The following 16 tax credits and exemptions round out the rest of the picture: Oklahoma Investment/New Jobs – $28 million; Clean-Burning/Electric Cars – $16 million; Venture Capital – $12 million; Qualified Small Business Capital/Ventures – $11 million; Rural Venture Capital/Small Business – $37 million; Oil & Gas Depletion Allowance – $16 million; Oklahoma Source Capital Gain – $77 million; Newspaper sales tax exemption – $17 million; Advertising sales tax exemption – $42 million; Agricultural Sales tax exemption – $65 million; Sales to Manufacturers – $1,745 million; Commercial Airlines or Railroads – $52 million; Livestock Purchased Outside State – $60 million; Horizontal well drilling – $83 million; Ultra Deep Well Drilling – $25 million; and
Gas Marketing Deduction – $31 million.
Of course, the exemption for sales to manufacturers is a big ticket. More on that below.
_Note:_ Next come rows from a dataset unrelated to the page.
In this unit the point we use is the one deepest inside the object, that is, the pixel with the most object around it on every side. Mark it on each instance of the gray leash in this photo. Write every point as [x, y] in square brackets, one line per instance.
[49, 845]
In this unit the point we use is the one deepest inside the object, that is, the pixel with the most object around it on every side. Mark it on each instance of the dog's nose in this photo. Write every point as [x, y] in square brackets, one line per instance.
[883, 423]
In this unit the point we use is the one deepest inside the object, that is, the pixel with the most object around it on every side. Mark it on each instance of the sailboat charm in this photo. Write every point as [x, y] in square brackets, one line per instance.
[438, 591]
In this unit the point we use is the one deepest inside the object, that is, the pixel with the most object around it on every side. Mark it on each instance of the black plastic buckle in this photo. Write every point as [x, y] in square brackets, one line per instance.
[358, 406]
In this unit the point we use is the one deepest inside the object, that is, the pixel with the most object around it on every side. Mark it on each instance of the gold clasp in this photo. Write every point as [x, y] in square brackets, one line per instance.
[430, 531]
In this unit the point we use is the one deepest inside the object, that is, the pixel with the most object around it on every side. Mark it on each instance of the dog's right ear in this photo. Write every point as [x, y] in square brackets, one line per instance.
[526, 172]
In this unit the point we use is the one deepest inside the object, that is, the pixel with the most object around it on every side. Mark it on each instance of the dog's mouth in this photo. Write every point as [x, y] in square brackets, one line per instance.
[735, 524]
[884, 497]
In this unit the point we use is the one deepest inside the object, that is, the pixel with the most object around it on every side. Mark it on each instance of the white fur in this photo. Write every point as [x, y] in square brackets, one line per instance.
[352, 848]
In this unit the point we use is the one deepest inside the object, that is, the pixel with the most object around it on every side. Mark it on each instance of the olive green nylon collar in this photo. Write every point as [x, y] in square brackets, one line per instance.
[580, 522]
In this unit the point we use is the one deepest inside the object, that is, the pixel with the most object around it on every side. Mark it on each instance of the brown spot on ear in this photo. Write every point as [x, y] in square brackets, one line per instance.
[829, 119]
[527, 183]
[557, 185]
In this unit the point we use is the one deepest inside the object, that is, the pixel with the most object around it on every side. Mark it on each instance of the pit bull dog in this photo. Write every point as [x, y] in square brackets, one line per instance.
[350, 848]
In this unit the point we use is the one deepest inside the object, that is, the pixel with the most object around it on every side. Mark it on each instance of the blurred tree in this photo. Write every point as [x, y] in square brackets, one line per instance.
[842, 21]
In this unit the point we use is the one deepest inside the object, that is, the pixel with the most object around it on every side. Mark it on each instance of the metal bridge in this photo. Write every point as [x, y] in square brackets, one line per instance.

Like them or not, several of this final list are part of the “tool box” of economic incentives the state government draws upon in efforts through the state Commerce Department and other economic development arms to entice business start-ups, relocations or expansions.
State officials reflect that one big-looking item (“Sales to Manufacturers”) — making up nearly $2-billion in tax credits — is a sales tax exemption to manufacturers for raw materials. If a business makes “widgets” from steel, it does not pay sales tax on the steel because, in the end, the widgets themselves will be taxed.
That particular exemption is on the books in nearly every state that has a sales tax. Eliminating it would put Oklahoma manufacturing at quite a disadvantage.
The rest of the picture adds up to a little over $500 million. To touch on a couple of particulars, it seems unlikely that agriculture, natural gas and oil would be candidates, in Oklahoma at least, for punitive new taxation in the form of zeroed out exemptions.
Within each of the line items, there are particular examples of exemptions and credits awarded that were unwise, yet those examples are not immediately obvious as reasons to undo the entire structure of tax exemptions and tax credits.
The debate over State Question 744 aside, proposals have been made for a methodical stem-to-stern study of Oklahoma’s tax credits and exemptions. It seems more likely in the past that will actually happen, but as this essay outlines, the choices and tradeoffs presented — in government revenue versus economic activity flowing from tinkering with most proposed changes — will be challenging.